Normally I don’t stress about such things. Normally I’m a bit cold in that sense. If someone doesn’t want me in their life, so be it. Trusting or getting close to people doesn’t come very easily to me. Caring comes easy, I care about a lot of people (everyone, really). But I don’t often let people get close enough that they can hurt me or let me down. Those who I have allowed in are very important to me and I’m scared of messing up those relationships.
My anxiety has been really bad lately. I haven’t been able to eat or sleep properly. The instability of my personal relationships as well as all of the roadblocks I’ve been hitting in my move are just putting this incredible pressure on me, knotting up my insides and fogging up my brain. A lot has gone wrong lately, but there’s no need to list it all. It’s just all built up this anxiety within me and I’m having trouble calming myself.
Sleeping is getting easier and I am doing that now, but eating is still really hard. I felt like I’d lost weight, so I weighed myself yesterday. Due to past issues with eating disorders and such, I try to watch myself. I try to make sure I don’t drop below 110lbs (115lbs would be healthy for my height/structure). Well, yesterday I weighed 105lbs. That’s not too big of a difference, but it’s a slippery slope for someone with a history of disordered eating and body image, so I have to be careful. I managed to eat pretty much all day- breakfast, lunch, dinner, snacks.
And then my tooth broke.
I really don’t need this right now. Here I am struggling to get my appetite back and just as I think it’s returning, my tooth breaks and I can’t eat. Worst yet, I can’t get in to see a dentist until Monday the earliest. I’m glad I ate all day Friday because I now have to get through today and tomorrow on the liquid diet I do when I lose my appetite. At least the stress of it has basically smudged out the little appetite that returned briefly yesterday.

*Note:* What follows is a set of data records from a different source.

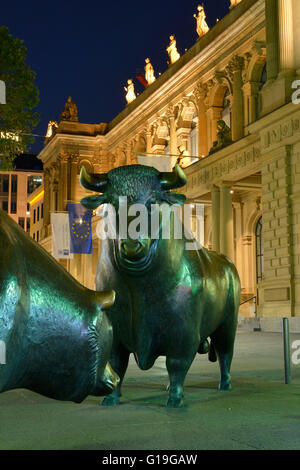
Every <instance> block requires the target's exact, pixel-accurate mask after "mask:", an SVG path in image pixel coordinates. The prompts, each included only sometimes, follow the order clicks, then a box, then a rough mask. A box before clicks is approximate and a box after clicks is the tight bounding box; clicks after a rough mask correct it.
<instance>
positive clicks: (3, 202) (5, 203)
mask: <svg viewBox="0 0 300 470" xmlns="http://www.w3.org/2000/svg"><path fill="white" fill-rule="evenodd" d="M2 210H4V212H8V201H2Z"/></svg>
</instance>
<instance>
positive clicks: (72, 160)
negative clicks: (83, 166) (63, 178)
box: [68, 155, 79, 202]
mask: <svg viewBox="0 0 300 470" xmlns="http://www.w3.org/2000/svg"><path fill="white" fill-rule="evenodd" d="M78 160H79V158H78V157H77V156H76V155H72V157H71V159H70V166H71V170H70V171H71V177H70V191H68V194H69V197H68V199H69V200H70V201H73V202H74V201H76V195H77V165H78Z"/></svg>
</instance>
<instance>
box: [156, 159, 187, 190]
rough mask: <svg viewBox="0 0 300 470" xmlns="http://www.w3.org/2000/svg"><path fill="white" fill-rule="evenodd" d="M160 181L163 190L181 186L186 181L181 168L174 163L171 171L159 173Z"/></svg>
mask: <svg viewBox="0 0 300 470" xmlns="http://www.w3.org/2000/svg"><path fill="white" fill-rule="evenodd" d="M160 183H161V188H162V189H163V190H164V191H167V190H168V189H176V188H181V187H182V186H184V185H185V184H186V183H187V177H186V174H185V173H184V171H183V169H182V168H180V166H179V165H177V164H176V165H175V167H174V169H173V171H170V172H166V173H160Z"/></svg>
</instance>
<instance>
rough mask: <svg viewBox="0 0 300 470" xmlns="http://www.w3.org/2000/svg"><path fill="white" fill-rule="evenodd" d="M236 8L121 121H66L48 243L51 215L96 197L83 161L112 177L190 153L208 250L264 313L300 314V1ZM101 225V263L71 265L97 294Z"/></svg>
mask: <svg viewBox="0 0 300 470" xmlns="http://www.w3.org/2000/svg"><path fill="white" fill-rule="evenodd" d="M231 6H232V7H231V9H230V12H229V13H228V14H227V15H226V16H225V17H224V18H223V19H222V20H220V21H219V22H217V24H216V25H215V26H214V27H213V28H211V29H210V30H209V31H207V32H206V34H204V35H203V36H202V37H199V38H198V40H197V41H196V43H195V44H194V46H192V47H191V49H189V50H188V51H187V52H186V53H185V54H184V55H183V56H181V57H180V58H177V60H176V61H175V62H174V64H172V65H170V66H169V68H168V70H167V71H166V72H165V73H164V74H162V75H161V76H159V77H158V78H157V79H156V81H155V82H153V83H152V84H151V86H149V87H147V88H146V89H145V91H144V92H143V93H142V94H140V95H139V96H138V97H137V98H136V99H135V100H134V101H133V102H131V103H130V104H128V105H127V106H126V108H125V109H124V110H123V111H122V112H121V113H120V114H119V115H117V116H116V117H115V118H114V119H113V120H112V121H111V122H110V123H108V124H100V125H90V124H82V123H78V122H68V121H61V122H60V124H59V127H58V128H57V129H56V131H55V134H54V135H53V136H52V137H51V138H49V139H47V141H46V146H45V148H44V149H43V150H42V152H41V153H40V155H39V158H40V159H41V160H42V161H43V163H44V168H45V202H44V206H45V207H44V226H43V231H42V244H43V246H45V247H46V249H48V250H49V251H51V229H50V211H52V210H62V211H64V210H66V202H67V201H68V200H72V201H79V200H80V199H81V197H82V196H83V195H84V194H85V192H84V190H83V189H82V188H81V187H80V185H79V171H80V167H81V166H82V165H85V166H86V168H87V170H88V171H92V172H106V171H108V170H109V169H111V168H113V167H116V166H120V165H126V164H133V163H137V156H138V155H139V154H140V153H147V154H154V155H155V154H157V155H161V154H171V155H175V157H174V160H173V161H172V162H171V164H174V161H176V159H177V157H176V155H178V154H179V153H178V148H179V147H181V148H183V150H184V152H185V155H187V158H190V161H189V163H192V164H191V165H190V166H189V167H188V168H187V169H186V173H187V175H188V184H187V187H186V188H184V190H185V193H186V195H187V198H188V201H189V202H191V203H199V204H203V205H204V221H205V222H204V244H205V246H206V247H207V248H209V249H212V250H216V251H219V252H221V253H224V254H225V255H227V256H229V257H230V258H232V259H233V260H234V261H235V263H236V266H237V268H238V271H239V274H240V277H241V282H242V296H243V299H247V298H250V297H252V296H258V315H259V316H261V317H282V316H296V317H300V289H299V283H300V235H299V227H300V225H299V224H300V199H299V194H300V177H299V174H300V170H299V168H300V107H299V106H296V105H295V104H293V103H292V102H291V96H292V93H293V91H294V90H293V89H292V83H293V81H294V80H297V78H299V75H300V72H299V71H300V49H299V48H298V47H296V45H297V38H298V37H299V33H300V26H299V25H300V3H299V1H298V0H242V1H231ZM228 129H229V131H228ZM188 156H189V157H188ZM154 158H155V157H154ZM96 222H97V218H96V217H94V222H93V224H94V229H93V234H94V235H93V238H94V255H93V256H91V255H90V256H89V255H76V256H75V257H74V259H73V260H68V261H67V262H66V261H65V262H64V265H65V266H66V267H67V269H68V270H69V271H70V272H71V273H72V274H73V275H74V276H75V277H76V278H77V279H78V280H79V281H81V282H82V283H84V284H85V285H87V286H88V287H93V279H94V276H95V271H96V264H97V258H98V254H99V244H100V241H99V240H98V239H97V237H96V234H95V225H96ZM245 305H246V306H244V307H243V308H242V309H241V311H242V312H243V313H244V314H245V315H249V312H250V311H251V308H250V309H249V305H250V307H251V303H250V304H249V303H248V304H245Z"/></svg>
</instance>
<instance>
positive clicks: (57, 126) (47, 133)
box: [46, 121, 58, 139]
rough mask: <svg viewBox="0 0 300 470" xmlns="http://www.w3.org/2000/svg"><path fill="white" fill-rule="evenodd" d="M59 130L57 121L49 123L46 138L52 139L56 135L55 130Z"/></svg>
mask: <svg viewBox="0 0 300 470" xmlns="http://www.w3.org/2000/svg"><path fill="white" fill-rule="evenodd" d="M57 128H58V124H57V122H56V121H49V123H48V128H47V133H46V137H47V138H48V139H49V138H50V137H52V136H53V134H54V133H55V129H57Z"/></svg>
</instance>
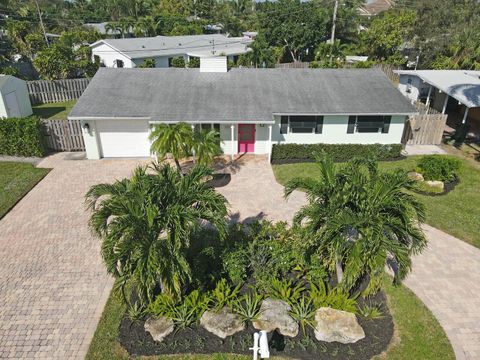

Okay, enough complaining. I want to include some gratitude here.
What I’m grateful for this morning- July 28, 2012
- My friendships, no matter how rocky they feel at the moment. I truly value all of the relationships in my life, including the distant ones that are mostly online.
- My cats- They are the constant in my life when everything else is up in the air.
- Coffee- Time for a refill now, in fact. 😉
- Art- There’s a blessed calm in the smooth, repetitive strokes of my pencil; a certain pleasure in watching an image form from what begins as messy strikes across a clean, white page.